Islamic law has distinct criteria guiding divorce and remarriage processes, including remarriage to a previous spouse. These laws are unlike the marriage laws of the societies in the Near East at the time of the rise of Islam. In this talk, I will explore the specificities of Islamic law on remarriage to a previous spouse and will place it in the context of other legal systems. I will argue that the Islamic rulings were generated within Arab/Muslim society with no direct connection to any other legal system.

Presenter: Lyall Armstrong is an assistant professor of history who specializes in early Islamic history and thought. He has published works on the growth of scholarly networks in the first two centuries of Islamic history, especially the quṣṣāṣ “storytellers.” He is currently researching marriage and divorce in early Islamic law.

 

2.Tarwih”: Meandering Comedies in Nineteenth-Century Arabic

In 1889, Shaykh Hassan al-’Aalati published his multi-volume book Kitab tarwih al-nufus wa mudhik al-‘abus (The Souls’ Amuser and the Scowler’s Jester) . The title pays homage to Ibn Sudun’s (1407-1464) renowned Nuzhat al-nufus wa mudhik al-‘abus, changing just the first word in the title from “nuzha” (promenade in the sense of a walk, literal or figurative, taken for the purpose of amusement or diversion, in one word tarwih) to “tarwih” (amusement or diversion, the goal of the aforementioned promenade). The move functions to position al-’Aalati’s work within a tradition of comedies in Arabic, or literary “divertimento,” that Ibn Sudun’s name seems to have become a token for. Grappling with the textual links among this body of works, but with a specific focus on the intersection between al-’Aalati and Ibn Sudun, this paper explores questions of characterization and voice that carve paths for discovering Nahda/Mamluk entanglements.

Presenter: Maha AbdelMegeed is an Assistant Professor of Arabic Literature at the American University of Beirut.
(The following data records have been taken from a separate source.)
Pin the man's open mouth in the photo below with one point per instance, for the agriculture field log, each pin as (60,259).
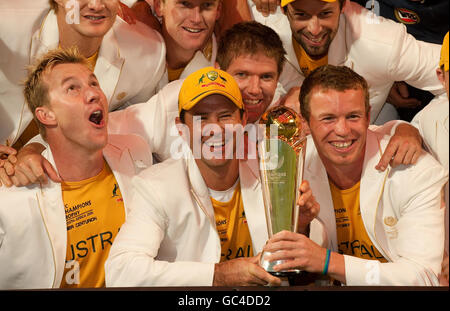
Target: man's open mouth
(342,144)
(96,117)
(192,30)
(94,18)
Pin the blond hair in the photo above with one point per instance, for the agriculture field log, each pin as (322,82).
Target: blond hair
(36,89)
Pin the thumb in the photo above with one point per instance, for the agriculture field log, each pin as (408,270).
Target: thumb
(403,90)
(51,172)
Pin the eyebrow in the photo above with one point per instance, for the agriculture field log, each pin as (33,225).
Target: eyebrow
(65,80)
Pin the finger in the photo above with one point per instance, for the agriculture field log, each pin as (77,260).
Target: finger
(9,168)
(265,8)
(416,156)
(387,156)
(399,156)
(27,172)
(402,89)
(273,6)
(50,170)
(20,179)
(4,178)
(38,172)
(407,160)
(12,158)
(7,150)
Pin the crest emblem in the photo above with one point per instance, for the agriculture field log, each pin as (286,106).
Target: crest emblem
(212,75)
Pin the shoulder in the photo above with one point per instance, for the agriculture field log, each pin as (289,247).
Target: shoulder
(168,174)
(437,109)
(138,38)
(363,24)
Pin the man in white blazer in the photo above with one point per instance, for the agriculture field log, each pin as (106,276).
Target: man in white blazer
(395,216)
(34,220)
(177,234)
(432,122)
(129,60)
(188,31)
(350,35)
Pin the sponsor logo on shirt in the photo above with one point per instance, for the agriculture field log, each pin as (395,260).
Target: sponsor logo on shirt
(406,16)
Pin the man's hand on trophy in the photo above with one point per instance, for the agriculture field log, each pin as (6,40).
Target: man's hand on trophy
(308,208)
(243,272)
(5,153)
(30,167)
(405,147)
(297,252)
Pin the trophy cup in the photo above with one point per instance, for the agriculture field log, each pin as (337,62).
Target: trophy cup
(281,154)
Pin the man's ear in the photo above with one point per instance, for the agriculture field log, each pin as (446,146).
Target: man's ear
(45,116)
(158,8)
(441,76)
(244,118)
(219,9)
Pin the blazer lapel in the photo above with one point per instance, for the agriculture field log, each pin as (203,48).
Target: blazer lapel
(253,203)
(317,177)
(127,155)
(109,65)
(52,207)
(46,37)
(337,53)
(371,191)
(199,190)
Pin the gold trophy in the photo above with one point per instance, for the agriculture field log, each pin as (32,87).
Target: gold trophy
(281,155)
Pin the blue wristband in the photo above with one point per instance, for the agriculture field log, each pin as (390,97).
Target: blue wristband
(327,262)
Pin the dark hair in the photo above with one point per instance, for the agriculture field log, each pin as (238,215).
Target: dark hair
(250,38)
(329,77)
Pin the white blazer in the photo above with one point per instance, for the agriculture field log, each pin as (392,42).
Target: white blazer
(432,123)
(198,62)
(33,234)
(401,211)
(170,237)
(381,51)
(130,63)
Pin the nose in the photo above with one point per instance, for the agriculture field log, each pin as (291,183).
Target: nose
(341,128)
(254,87)
(93,95)
(96,5)
(314,27)
(195,15)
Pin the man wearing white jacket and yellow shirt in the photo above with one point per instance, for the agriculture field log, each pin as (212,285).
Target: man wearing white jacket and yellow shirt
(188,31)
(432,123)
(59,234)
(129,60)
(341,32)
(384,228)
(198,221)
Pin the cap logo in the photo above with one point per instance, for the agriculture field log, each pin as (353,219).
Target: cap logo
(212,75)
(406,16)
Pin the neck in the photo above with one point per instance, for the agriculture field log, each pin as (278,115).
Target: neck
(76,165)
(344,177)
(176,56)
(219,178)
(69,37)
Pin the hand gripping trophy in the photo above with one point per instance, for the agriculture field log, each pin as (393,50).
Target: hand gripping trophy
(281,155)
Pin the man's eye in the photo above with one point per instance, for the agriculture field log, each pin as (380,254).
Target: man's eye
(240,75)
(326,13)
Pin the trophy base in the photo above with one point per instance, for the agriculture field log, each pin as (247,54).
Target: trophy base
(285,273)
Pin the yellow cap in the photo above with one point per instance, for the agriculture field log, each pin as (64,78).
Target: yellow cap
(444,54)
(286,2)
(205,82)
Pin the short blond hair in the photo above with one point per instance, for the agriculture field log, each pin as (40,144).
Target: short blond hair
(36,89)
(53,5)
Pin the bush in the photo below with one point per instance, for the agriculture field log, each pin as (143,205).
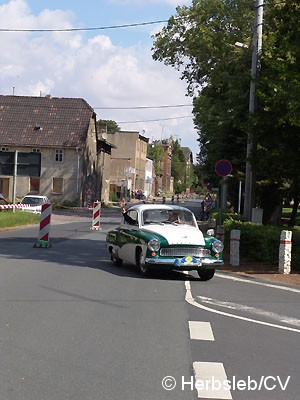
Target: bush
(260,243)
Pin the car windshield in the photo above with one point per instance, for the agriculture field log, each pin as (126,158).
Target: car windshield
(35,201)
(163,216)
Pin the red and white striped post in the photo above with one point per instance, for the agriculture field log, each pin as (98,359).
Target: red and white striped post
(43,236)
(235,235)
(285,252)
(220,234)
(96,216)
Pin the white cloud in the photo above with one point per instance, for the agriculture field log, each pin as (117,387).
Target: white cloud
(71,65)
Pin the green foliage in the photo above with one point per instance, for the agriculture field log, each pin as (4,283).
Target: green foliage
(258,242)
(199,42)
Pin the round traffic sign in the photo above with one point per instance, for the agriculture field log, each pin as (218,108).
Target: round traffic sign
(223,167)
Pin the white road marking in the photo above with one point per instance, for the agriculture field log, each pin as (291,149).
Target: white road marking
(189,299)
(201,330)
(252,310)
(210,380)
(245,280)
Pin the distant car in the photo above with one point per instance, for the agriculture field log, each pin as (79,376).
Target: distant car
(165,237)
(34,203)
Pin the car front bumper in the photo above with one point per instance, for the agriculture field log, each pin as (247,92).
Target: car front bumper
(176,263)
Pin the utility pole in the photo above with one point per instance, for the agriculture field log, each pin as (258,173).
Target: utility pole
(255,67)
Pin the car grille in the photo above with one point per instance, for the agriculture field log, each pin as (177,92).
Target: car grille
(184,252)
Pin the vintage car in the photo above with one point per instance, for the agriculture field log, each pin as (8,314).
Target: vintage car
(166,237)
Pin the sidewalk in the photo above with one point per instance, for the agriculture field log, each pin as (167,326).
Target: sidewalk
(260,272)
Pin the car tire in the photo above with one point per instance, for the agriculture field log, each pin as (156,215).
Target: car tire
(144,270)
(206,275)
(116,260)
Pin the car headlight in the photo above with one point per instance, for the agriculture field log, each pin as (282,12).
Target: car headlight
(217,246)
(154,245)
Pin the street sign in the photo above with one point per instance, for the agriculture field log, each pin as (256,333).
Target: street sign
(223,167)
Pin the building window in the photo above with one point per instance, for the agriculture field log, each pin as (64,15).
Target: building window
(59,155)
(58,185)
(34,185)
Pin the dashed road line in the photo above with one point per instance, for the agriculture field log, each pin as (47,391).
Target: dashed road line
(201,330)
(210,380)
(189,299)
(253,310)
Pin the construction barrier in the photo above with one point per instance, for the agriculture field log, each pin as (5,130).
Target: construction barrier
(285,252)
(96,216)
(235,236)
(43,236)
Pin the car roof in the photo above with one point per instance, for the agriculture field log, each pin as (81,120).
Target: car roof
(35,196)
(143,207)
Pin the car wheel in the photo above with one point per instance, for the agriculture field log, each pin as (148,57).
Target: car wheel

Her current research focuses on rethinking narratives of the rise of literary modernity in Arabic. She also studies the changing conceptions of Arabic language from the mid 18th century till the early decades of the 20th century.

 

3. Will the Lebanese Civil War Ever Die? The Contemporary Realities in/of Anglophone Writings and the Visual Arts

My research questions revolve around the project(s) of memory-making during different crises: First, how are memories of the Lebanese Civil War enhanced, refracted, diluted, and/or supplanted by the July 2006 war? Second, how do members/characters of different generations relate to recurrent national traumas? To answer, I discuss diasporic Anglophone Lebanese texts produced in the last 25 years, arguing that post-memory is impossible given the never-ending cycles of atrocities. Similarly, in my overview of the artistic fallout from the October 2019 revolution, I contend that cultural workers make fresh memories of more recent disruptive events, including the August 2020 Beirut Port Blast, in relation to earlier bouts of violence.
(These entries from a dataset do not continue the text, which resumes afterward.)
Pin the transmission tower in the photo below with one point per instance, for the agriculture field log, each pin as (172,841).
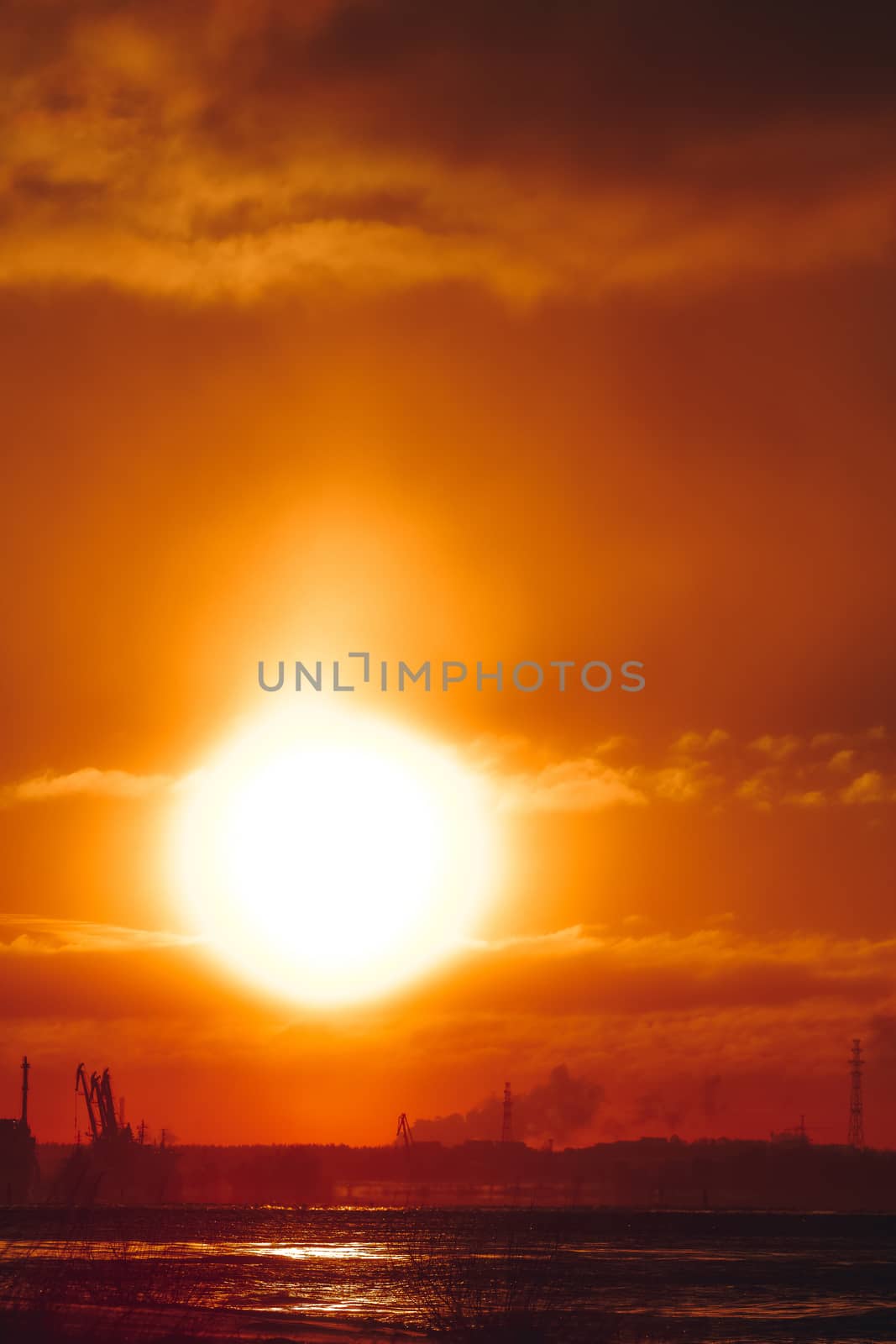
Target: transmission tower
(506,1124)
(856,1120)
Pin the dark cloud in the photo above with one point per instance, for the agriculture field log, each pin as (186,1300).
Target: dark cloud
(233,148)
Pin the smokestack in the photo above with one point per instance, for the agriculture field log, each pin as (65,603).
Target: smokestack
(26,1066)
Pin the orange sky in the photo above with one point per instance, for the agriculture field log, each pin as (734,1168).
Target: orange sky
(481,331)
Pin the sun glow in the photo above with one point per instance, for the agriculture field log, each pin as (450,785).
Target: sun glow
(331,858)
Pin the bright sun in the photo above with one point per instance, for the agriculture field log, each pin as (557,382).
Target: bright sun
(331,858)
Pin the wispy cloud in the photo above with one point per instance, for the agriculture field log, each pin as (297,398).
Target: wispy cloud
(46,936)
(85,783)
(711,766)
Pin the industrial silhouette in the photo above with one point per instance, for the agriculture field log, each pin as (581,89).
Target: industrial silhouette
(856,1117)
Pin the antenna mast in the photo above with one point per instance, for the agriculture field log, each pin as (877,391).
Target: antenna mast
(506,1122)
(856,1117)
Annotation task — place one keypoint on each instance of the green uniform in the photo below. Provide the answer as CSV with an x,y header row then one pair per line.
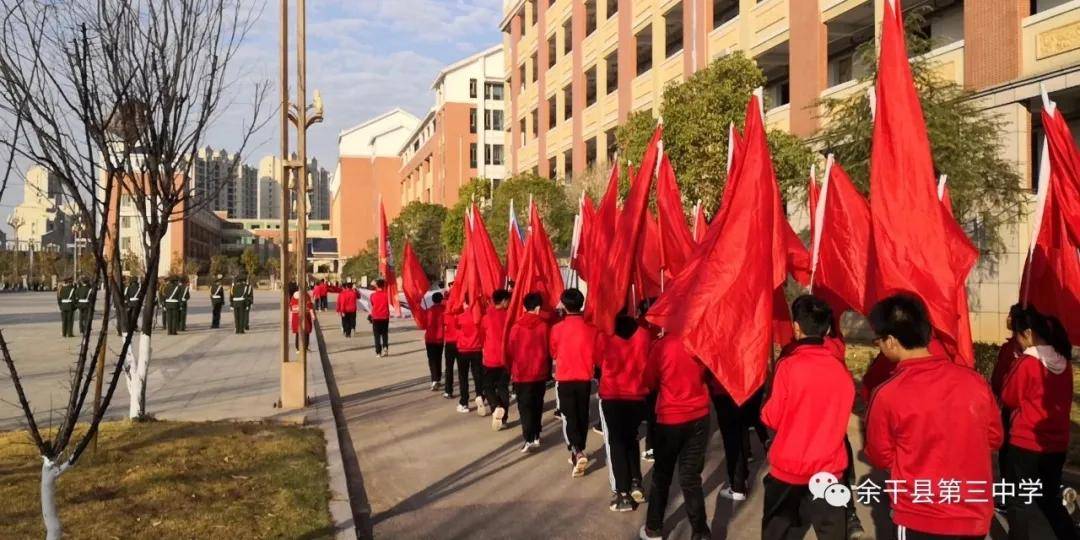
x,y
172,294
82,293
66,300
216,301
241,301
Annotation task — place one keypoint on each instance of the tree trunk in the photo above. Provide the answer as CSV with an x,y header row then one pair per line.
x,y
50,471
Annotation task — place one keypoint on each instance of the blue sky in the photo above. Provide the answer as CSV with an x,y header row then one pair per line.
x,y
365,56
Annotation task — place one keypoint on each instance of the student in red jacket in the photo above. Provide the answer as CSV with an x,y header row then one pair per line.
x,y
808,407
682,434
470,359
380,319
574,349
933,423
347,308
529,367
496,376
1038,393
622,393
433,339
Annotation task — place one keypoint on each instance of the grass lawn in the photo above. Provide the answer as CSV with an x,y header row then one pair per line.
x,y
176,480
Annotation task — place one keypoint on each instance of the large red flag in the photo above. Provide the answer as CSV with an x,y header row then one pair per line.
x,y
917,247
416,284
840,223
1052,273
609,295
676,241
387,260
723,301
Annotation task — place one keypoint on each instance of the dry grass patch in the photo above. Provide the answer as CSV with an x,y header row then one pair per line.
x,y
176,480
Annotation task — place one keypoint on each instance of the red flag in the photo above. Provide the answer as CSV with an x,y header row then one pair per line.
x,y
387,260
917,247
416,284
723,302
840,240
676,241
609,294
1051,281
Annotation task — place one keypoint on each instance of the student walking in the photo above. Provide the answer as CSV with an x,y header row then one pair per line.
x,y
622,393
496,376
808,407
1038,393
529,368
682,434
932,421
574,349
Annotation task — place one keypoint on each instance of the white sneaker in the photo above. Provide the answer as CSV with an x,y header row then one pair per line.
x,y
736,496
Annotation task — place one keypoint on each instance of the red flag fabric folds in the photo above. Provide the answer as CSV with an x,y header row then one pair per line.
x,y
917,247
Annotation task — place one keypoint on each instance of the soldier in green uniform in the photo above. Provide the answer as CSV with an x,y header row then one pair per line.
x,y
82,297
240,304
66,300
216,301
185,296
173,293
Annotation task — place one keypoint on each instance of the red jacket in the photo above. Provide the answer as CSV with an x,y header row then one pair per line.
x,y
622,366
527,350
574,348
449,328
1007,355
495,325
433,328
470,333
1039,401
679,379
347,300
936,421
809,407
380,306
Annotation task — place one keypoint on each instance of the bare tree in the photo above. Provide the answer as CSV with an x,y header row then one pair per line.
x,y
116,97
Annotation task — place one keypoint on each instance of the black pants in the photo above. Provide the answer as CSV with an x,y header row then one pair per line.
x,y
1026,464
733,420
381,332
684,444
621,418
530,407
572,400
790,510
450,352
435,361
470,362
497,388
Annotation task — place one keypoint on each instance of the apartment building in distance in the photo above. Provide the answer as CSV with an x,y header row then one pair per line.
x,y
462,136
577,69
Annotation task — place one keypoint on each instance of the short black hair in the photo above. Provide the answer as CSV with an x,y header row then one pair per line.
x,y
532,300
572,300
903,316
814,316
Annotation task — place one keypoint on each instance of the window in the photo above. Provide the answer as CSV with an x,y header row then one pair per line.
x,y
612,71
590,86
644,40
673,30
724,11
567,102
590,16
Presenter: Syrine Hout is Professor of English and comparative literature at the American University of Beirut. Publications include Post-War Anglophone Lebanese Fiction: Home Matters in the Diaspora (Edinburgh University Press, 2012) and Viewing Europe from the Outside: Cultural Encounters and Critiques in the Eighteenth-Century Pseudo-Oriental Travelogue and the Nineteenth-Century ‘Voyage en Orient’ (Peter Lang, 1997), in addition to numerous book chapters and journal articles. She is completing a monograph on literary multilingualism in diasporic Anglophone Lebanese fiction.